VOL. 25. NO.13 APRIL 26, 2005

Envoy calls profs to action on AIDS

BY ANNE BURKE
UCLA Today Staff

United Nations special envoy Stephen Lewis urged UCLA scientists to speak up against “damaging ideological agendas” that undermine the fight against HIV/AIDS.

Speaking at the UCLA AIDS Institute’s symposium on AIDS in Africa on April 15, Lewis said scientists face a moral imperative to challenge the Bush administration’s policy of abstinence over condom use, which he said “makes no sense.”

“It is important to confront these things publicly,” said Lewis, UN special envoy for HIV-AIDS in Africa. “There are millions of lives hanging in the balance.”

The symposium drew a turn-away crowd of about 135 people to the newly renovated Amber Dance Studio in Glorya Kaufman Hall. Participants included African health professionals fighting the pandemic on the frontlines in Rwanda, Angola, Uganda and South Africa, and HIV/AIDS specialists from the UCLA AIDS Institute and Charles R. Drew University of Medicine and Science.
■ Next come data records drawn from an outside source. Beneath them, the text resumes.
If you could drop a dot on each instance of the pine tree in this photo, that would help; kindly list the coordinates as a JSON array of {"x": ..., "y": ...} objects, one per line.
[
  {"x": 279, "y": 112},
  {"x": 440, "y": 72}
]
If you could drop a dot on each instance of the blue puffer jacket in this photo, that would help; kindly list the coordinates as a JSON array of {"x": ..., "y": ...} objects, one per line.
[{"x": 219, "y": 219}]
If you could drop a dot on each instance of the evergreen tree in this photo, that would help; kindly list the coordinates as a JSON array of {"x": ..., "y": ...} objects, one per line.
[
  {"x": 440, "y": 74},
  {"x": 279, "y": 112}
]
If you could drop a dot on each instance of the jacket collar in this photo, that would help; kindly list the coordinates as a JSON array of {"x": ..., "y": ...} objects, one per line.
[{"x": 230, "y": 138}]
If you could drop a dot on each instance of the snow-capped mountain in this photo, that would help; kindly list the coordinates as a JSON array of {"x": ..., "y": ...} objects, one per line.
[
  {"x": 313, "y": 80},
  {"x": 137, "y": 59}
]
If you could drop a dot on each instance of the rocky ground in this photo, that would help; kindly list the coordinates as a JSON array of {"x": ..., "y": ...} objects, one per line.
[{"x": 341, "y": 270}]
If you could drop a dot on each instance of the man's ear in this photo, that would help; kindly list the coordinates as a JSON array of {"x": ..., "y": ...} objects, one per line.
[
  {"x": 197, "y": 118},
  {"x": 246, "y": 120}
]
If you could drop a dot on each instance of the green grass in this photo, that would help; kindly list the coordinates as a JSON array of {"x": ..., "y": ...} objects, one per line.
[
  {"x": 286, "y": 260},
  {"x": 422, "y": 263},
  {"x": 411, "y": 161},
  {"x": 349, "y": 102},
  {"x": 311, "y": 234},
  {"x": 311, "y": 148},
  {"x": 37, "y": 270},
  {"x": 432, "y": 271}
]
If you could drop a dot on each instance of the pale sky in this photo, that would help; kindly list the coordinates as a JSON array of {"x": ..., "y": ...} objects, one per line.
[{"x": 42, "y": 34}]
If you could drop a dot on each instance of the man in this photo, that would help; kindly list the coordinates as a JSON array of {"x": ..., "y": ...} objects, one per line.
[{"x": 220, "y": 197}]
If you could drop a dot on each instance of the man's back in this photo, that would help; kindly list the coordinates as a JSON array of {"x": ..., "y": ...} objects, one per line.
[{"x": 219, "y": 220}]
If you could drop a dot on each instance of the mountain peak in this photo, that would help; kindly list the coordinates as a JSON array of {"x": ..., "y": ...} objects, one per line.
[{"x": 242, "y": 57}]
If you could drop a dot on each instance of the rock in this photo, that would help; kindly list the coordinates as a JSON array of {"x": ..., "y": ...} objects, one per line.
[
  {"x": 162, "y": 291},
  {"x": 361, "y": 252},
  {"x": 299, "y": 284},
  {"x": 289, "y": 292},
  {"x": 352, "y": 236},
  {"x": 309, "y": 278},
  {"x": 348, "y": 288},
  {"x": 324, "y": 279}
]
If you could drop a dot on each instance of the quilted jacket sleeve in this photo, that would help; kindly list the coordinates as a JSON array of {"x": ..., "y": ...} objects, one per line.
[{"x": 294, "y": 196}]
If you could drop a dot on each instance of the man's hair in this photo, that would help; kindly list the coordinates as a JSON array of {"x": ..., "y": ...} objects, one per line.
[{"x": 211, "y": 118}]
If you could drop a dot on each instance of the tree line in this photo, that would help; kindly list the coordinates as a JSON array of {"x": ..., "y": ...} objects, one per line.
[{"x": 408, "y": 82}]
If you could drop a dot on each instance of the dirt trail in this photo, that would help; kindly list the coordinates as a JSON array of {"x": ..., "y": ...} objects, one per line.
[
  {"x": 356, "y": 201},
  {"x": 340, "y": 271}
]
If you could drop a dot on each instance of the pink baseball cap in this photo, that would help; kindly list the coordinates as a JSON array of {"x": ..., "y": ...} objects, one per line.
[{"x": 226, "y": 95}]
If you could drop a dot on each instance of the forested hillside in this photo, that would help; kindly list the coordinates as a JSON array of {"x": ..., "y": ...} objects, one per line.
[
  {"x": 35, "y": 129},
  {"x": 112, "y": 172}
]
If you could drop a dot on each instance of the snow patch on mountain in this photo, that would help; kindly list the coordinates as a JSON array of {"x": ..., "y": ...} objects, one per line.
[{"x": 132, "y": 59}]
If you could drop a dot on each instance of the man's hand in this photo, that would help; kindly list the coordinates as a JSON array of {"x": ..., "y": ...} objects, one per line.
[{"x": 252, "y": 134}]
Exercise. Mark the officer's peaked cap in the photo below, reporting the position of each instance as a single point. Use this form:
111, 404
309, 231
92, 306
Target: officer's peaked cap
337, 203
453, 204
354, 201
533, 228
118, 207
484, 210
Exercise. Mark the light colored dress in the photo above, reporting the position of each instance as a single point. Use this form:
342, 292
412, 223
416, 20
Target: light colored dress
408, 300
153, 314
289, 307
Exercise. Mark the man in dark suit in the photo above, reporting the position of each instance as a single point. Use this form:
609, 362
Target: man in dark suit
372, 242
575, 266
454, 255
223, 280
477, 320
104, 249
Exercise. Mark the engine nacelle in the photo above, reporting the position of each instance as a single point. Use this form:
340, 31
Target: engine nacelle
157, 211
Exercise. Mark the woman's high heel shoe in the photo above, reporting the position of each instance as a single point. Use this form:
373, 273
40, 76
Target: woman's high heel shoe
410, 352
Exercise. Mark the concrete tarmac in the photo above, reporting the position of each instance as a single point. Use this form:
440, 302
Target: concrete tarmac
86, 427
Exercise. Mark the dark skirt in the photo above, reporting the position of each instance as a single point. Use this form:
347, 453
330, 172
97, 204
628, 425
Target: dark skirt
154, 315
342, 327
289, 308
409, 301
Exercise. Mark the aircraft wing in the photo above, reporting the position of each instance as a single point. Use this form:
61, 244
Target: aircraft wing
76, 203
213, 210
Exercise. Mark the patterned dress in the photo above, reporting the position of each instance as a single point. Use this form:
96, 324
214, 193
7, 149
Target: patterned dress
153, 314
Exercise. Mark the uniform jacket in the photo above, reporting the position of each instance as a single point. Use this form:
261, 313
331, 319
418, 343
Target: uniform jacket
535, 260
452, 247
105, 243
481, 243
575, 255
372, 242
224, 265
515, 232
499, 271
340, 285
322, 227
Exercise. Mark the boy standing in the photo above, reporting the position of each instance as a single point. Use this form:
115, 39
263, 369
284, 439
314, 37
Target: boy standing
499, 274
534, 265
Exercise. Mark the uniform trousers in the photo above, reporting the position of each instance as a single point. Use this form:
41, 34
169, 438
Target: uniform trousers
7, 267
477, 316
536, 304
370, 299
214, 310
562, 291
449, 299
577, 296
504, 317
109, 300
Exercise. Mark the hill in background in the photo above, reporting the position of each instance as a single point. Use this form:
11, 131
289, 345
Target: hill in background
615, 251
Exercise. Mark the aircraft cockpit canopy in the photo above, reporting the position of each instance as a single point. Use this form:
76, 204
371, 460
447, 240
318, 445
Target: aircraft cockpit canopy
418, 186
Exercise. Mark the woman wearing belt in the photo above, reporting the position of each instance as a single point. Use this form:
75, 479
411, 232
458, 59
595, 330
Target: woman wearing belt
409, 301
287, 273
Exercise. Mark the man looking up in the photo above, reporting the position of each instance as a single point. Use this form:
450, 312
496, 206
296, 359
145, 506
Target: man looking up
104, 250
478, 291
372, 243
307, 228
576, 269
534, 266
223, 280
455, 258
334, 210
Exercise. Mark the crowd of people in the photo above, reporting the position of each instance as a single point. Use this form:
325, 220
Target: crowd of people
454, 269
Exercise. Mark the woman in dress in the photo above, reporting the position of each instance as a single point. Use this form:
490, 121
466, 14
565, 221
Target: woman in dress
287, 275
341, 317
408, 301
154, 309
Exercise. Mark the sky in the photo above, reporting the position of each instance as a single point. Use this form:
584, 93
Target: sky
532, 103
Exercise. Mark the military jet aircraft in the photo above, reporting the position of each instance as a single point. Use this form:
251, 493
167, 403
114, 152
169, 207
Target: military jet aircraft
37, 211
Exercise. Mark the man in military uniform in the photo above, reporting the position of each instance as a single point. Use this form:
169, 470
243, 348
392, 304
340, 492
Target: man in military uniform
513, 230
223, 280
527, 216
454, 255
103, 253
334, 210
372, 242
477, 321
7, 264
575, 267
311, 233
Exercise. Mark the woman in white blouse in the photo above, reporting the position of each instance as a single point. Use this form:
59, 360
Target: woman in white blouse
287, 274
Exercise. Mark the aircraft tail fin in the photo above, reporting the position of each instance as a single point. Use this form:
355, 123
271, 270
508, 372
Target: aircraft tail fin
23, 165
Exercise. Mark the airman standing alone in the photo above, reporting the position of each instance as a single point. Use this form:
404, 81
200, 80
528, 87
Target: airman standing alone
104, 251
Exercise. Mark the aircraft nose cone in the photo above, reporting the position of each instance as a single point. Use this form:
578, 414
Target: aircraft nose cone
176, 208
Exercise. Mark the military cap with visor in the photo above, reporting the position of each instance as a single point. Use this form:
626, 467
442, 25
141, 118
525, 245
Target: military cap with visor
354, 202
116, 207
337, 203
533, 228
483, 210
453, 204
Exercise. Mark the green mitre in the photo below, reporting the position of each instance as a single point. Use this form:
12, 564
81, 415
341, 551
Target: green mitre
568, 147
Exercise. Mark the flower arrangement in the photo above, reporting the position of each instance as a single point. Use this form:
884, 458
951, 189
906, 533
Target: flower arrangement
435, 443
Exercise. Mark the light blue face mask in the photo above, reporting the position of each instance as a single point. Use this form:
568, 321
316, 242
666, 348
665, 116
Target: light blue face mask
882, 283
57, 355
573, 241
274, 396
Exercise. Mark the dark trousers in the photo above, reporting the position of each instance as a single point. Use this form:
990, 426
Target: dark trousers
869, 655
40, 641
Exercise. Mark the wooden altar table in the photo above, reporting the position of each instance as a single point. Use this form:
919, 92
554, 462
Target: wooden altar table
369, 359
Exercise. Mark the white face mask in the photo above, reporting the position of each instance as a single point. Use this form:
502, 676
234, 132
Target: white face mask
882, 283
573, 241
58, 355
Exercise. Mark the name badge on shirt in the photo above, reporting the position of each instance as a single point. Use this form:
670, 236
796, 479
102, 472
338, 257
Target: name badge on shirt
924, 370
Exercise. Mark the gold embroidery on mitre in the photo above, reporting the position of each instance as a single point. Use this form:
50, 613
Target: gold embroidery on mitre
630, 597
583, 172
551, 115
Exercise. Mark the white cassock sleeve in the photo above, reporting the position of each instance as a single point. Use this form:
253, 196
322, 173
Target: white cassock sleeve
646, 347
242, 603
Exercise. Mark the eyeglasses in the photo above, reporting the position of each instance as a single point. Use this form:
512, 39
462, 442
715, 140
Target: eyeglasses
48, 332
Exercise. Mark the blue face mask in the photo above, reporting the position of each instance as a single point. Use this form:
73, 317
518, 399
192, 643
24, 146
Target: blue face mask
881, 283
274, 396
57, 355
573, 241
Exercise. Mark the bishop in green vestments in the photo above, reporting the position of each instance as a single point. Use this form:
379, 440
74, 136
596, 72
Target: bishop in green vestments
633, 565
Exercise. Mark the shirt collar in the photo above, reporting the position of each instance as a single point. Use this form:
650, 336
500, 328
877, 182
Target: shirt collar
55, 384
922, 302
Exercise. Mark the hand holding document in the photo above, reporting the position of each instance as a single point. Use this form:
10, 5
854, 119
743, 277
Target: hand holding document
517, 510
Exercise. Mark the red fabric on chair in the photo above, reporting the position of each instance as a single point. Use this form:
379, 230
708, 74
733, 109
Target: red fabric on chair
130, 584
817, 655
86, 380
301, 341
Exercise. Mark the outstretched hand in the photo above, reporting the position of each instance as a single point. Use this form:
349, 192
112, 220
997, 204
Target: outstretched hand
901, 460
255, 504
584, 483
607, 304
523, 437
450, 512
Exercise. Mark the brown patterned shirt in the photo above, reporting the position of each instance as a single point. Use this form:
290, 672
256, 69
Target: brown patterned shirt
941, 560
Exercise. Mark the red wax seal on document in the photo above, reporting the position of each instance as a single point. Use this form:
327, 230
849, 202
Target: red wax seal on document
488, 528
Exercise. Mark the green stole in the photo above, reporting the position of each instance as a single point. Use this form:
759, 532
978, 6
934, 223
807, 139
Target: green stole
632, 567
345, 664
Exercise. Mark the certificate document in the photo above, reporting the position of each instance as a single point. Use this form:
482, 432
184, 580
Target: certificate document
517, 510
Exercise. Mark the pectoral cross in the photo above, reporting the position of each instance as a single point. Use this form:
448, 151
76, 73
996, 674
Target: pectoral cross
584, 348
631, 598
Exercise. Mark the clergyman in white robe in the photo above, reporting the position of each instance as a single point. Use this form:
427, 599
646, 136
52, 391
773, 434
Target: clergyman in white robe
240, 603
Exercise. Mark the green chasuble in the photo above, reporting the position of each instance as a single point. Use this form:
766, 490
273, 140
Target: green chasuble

Keynote speaker Laurie Garrett, a Pulitzer Prize-winning science and medical writer, warned that HIV/AIDS, malaria and tuberculosis threaten sub-Saharan Africa with the kind of economic and social collapse that befell 14th-century Europe as a result of the bubonic plague.

Garrett said that countries with high mortality rates face “ethnocide,” the loss of ethnic and cultural identities, because parents don’t live long enough to pass on history and traditions. As grandparents die, children will be left to fend for themselves. Already, a “Lord of the Flies” power structure has taken hold at an Uganda fishing village where most of the parents have succumbed to AIDS, Garrett said.

Speakers discussed innovative solutions to the viral firestorm that already has claimed tens of millions of lives. Nursing Professor Chandice Covington described her work with Kenyan nurses teaching aunts and grandmothers to re-lactate so that they can feed breast milk to the babies of HIV-positive mothers. Garrett promoted the use of cargo containers as “doc-in-a-box” mobile AIDS clinics.